Singapore startup uses AI to search patents and designs, preparing to enter Japan
This article is adapted from Nikkei
The original article is in Japanese and the following is the English translated version by Google Translate and slightly enhanced by Vertex Ventures SEA Marketing team.
[NQN Singapore = Akiyama Fumito] In business, understanding the positioning of your own technology is essential for research and development. But, in order to do that, you will have to thoroughly search patents from all over the world. To save a huge amount of time, Singapore company Patsnap is developing a search engine that uses artificial intelligence (AI).
Technology-Specialized LLM
In the Patsnap product, you type into the chat box about the technology you are thinking of researching, and it will show you relevant patent and non-patent literature, as well as technological insights. And if there are any relevant patents, what kind of technology they are. The data is based on 200 million patents, 190 million non-patent documents, 2 billion news articles, 1 million scientific and technical books, 879 million biological sequences and 254 million chemical structures from around the world. Trained LLM to provide answers.
"Our platform is very different from Open AI, Google and other big US companies. They are like an encyclopaedia. Patsnap delivers domain-specific insights for IP and R&D teams," says Guan Dian, co-founder and APAC general manager, Patsnap
What does a patent- or technology-specific search look like? For example, if you are searching for suitable packaging for your product, our platform will prompt you for more details with questions such as "What kind of material do you want?", "Is it medical or food grade?", "Do you want it to be recyclable?" and so on. "It produces very specialised answers, including parameters and experimental data, and also displays links to relevant patents and literature" said Guan Dian.

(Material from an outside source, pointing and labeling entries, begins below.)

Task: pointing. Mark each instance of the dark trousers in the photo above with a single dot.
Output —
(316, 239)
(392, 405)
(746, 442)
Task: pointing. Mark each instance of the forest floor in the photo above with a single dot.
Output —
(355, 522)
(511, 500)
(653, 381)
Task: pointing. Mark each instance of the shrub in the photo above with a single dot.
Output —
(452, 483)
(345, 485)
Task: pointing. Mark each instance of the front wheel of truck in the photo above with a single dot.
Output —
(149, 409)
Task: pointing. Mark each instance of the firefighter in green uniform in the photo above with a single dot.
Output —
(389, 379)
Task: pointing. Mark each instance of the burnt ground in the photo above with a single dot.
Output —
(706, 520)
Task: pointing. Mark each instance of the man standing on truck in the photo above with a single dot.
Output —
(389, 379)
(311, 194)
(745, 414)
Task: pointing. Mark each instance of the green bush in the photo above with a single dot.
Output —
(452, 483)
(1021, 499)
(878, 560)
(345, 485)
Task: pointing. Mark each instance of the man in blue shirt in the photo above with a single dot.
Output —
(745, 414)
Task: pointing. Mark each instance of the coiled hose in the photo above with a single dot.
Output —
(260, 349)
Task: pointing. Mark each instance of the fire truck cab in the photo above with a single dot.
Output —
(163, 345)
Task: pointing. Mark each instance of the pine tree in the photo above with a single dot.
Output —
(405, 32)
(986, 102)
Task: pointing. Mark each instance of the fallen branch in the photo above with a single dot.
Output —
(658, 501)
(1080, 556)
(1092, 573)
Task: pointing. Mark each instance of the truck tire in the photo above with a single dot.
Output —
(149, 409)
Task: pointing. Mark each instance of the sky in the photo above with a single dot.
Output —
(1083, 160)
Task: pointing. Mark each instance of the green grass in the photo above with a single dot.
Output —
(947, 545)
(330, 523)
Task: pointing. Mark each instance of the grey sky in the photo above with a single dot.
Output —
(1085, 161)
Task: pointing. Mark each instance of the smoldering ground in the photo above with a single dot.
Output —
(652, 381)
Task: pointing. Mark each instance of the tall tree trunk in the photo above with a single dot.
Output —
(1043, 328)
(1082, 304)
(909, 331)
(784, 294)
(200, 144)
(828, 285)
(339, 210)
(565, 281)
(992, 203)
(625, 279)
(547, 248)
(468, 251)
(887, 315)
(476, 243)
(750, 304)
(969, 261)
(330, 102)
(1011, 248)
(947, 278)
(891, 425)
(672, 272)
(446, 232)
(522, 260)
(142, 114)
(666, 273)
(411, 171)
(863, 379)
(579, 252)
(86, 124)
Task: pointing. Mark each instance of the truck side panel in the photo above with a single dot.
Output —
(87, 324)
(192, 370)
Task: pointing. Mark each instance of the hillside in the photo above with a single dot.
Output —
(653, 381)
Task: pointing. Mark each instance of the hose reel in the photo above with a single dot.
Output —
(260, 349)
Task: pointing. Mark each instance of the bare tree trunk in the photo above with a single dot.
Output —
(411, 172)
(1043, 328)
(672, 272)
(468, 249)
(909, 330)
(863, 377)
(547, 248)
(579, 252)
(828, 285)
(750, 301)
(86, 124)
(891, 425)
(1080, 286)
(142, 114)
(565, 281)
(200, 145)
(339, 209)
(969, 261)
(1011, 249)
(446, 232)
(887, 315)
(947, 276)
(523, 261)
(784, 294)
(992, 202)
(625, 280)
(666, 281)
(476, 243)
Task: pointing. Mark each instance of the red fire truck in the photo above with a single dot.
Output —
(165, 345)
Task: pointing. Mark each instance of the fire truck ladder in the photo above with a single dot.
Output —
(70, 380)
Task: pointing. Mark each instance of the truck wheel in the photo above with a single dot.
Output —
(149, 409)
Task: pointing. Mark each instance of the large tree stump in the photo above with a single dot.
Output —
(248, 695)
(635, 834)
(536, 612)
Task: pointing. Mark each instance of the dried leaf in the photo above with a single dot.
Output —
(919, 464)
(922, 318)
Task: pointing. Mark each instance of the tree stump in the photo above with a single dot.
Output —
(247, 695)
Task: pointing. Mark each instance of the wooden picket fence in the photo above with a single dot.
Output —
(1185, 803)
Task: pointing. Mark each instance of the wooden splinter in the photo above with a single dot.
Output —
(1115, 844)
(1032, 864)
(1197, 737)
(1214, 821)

It covers not only technology but also design. 'You can see in less than a minute whether our your design is new or similar and can decide whether to change the design or not'. As well as searching, Patsnap also uses AI to produce research reports.
Patsnap has been working on AI-based patent search technology since around 2014. "At that point, the concept of LLM had not yet come to the fore, but we had already developed other AI capabilities in the area of patent search." The company's customers are R&D departments in companies, research institutes and universities all over the world. Publicly listed customers include names such as Adobe.
Patsnap’s customers include some of the world's most innovative organisations such as NASA, Tesla, Disney, Huawei, Adobe, Siemens AG, The Dow Chemical Company, Wilson Sonsini Goodrich & Rosati, and National University of Singapore.
Japan is a key market for Patsnap, and Dian has been visiting the country frequently since last year. "All the Japanese we met were using the Copilot," she says. I felt the penetration rate was much higher than our Western customers. She was also surprised to find bookshops crammed with AI-related books. Japan is one of the first countries in the world to embrace the AI boom."
Carefully Preparing to enter Japanese market
According to the 2024 Information and Communications White Paper, the percentage of people using generative AI in Japan is 9.1%, lagging behind the United States at 46.3% and Germany at 34.6%. However, when it comes to Japanese people involved in research and development, Guan's testimony shows that the country is rapidly adopting generative AI, even among the world's largest companies.
What industries use Patsnap's services in Japan? "Automobiles, in particular, have the largest R&D expenditure in the world. Chemicals and pharmaceuticals are also strong."
Patsnap has prepared carefully for its entry into Japan. Japanese language is a language barrier. The Japanese demand high quality and are less forgiving than the US and China. It is a very challenging market, so we stayed carefully until we could offer the best product". From our studies of the market, there are thousands of potential customers in Japan, but at present we secured about 200 and "we are just getting started."
Patsnap is funded by the SoftBank Group . "We are impressed by how well it has spread among Japanese industry leaders," says Dennis Chan, managing partner at SoftBank Investment Advisers.
Japan: "AI will be heavily used in the future"
Similar sentiments have been heard from other AI companies: "Japanese is structurally difficult, and expectations for quality are high," said Sandie Overtveld, head of Asia Pacific, Japan, Middle East and Africa markets at Freshworks, an Indian customer relationship management (CRM) services company.
Freshworks provides software for business management, customer support, sales support, and marketing support using chat, as a SaaS (Software as a Service) that delivers software via the cloud. The company provides its services globally. The chatbot is equipped with AI and generates sentences in natural language. "The sentences are so natural that it is difficult to tell whether they were written by a person or generated by a chatbot," says Obertveld.
He has lived in Japan and is familiar with Japanese business. Unlike Patsnap's Guan shared, he points out that the spread of AI is lagging behind Europe and the United States, but says, "In my experience, once guidelines are introduced and companies determine that it is safe, the spread will progress extremely quickly," and expects that "Given that we must continue to grow despite the labor shortage due to the declining population, Japan will become the world's largest country in terms of the spread of AI in the future."